Wie ist es jetzt, wenn du nicht mehr mit den Jungs von früher unterwegs bist?
Am Anfang hat es sich komischer angefühlt, als ich dachte. Die erste Nacht im Tourbus fand ich sehr seltsam. Glücklicherweise schweißt einen das Tourleben aber sehr schnell zusammen und ich habe glücklicherweise ausschließlich tolle, lustige, interessante Leute mit im Bus. Da hat sich das schon nach ein paar Tagen völlig normal angefühlt.
In deiner neuen Band bist du die Chefin. Wie fühlt sich diese Veränderung an?
Erstaunlich einfach und natürlich! Ich habe mich nie für die geborene Chefin gehalten, aber ich glaube, ich mache meine Sache ganz gut! Es ist einfach völlig klar, dass es darum geht, meine Vision dieser Platte live umzusetzen, und daher gucken alle diese tollen Musiker als Erstes zu mir, wenn es darum geht, sich final auf einen Gitarrensound oder so was zu einigen. Und ich bin erstaunt, wie gut ich inzwischen über so etwas kommunizieren kann. Die letzten Jahre habe ich mich gefühlt, als wäre ich mein eigener Azubi, ich bin über viele Schatten gesprungen und das hat sich für mich voll ausgezahlt.

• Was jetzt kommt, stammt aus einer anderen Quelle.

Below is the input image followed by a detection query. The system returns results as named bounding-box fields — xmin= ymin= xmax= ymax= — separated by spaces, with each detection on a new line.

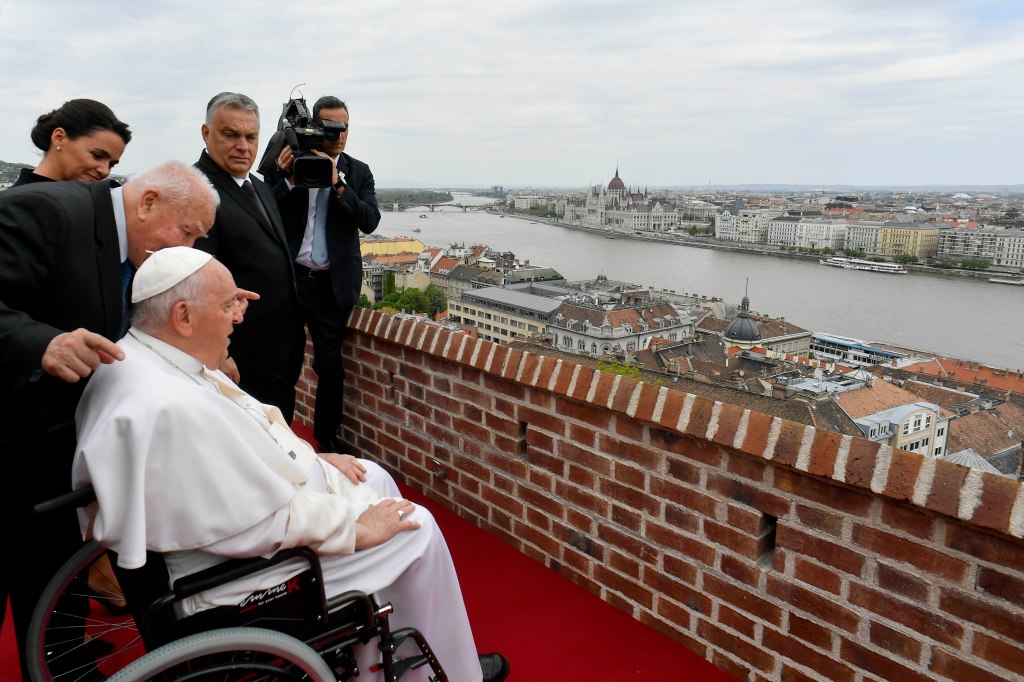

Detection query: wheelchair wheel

Du spielst auf deinen Konzerten nur einen Song von der "Kamikazefliege". Viele Lieder dieses Albums sind später als Wir-sind-Helden-Songs erschienen. Siehst du hier eine strikte Trennung zwischen deiner musikalischen Vergangenheit und dem, was du jetzt machst?
Nein, eigentlich überhaupt nicht. Ich bin immer noch rundum glücklich mit dem, was wir als Helden gemacht haben. Es würde mir nur komisch vorkommen, die Heldenlieder mit anderen Leuten zu spielen. Vielleicht ist es dafür aber auch einfach noch zu nah dran, zu wenig Zeit vergangen.
Einige Konzerte sind auf dieser Tour schon gespielt. Was hat sich, neben der neuen Band, für dich geändert?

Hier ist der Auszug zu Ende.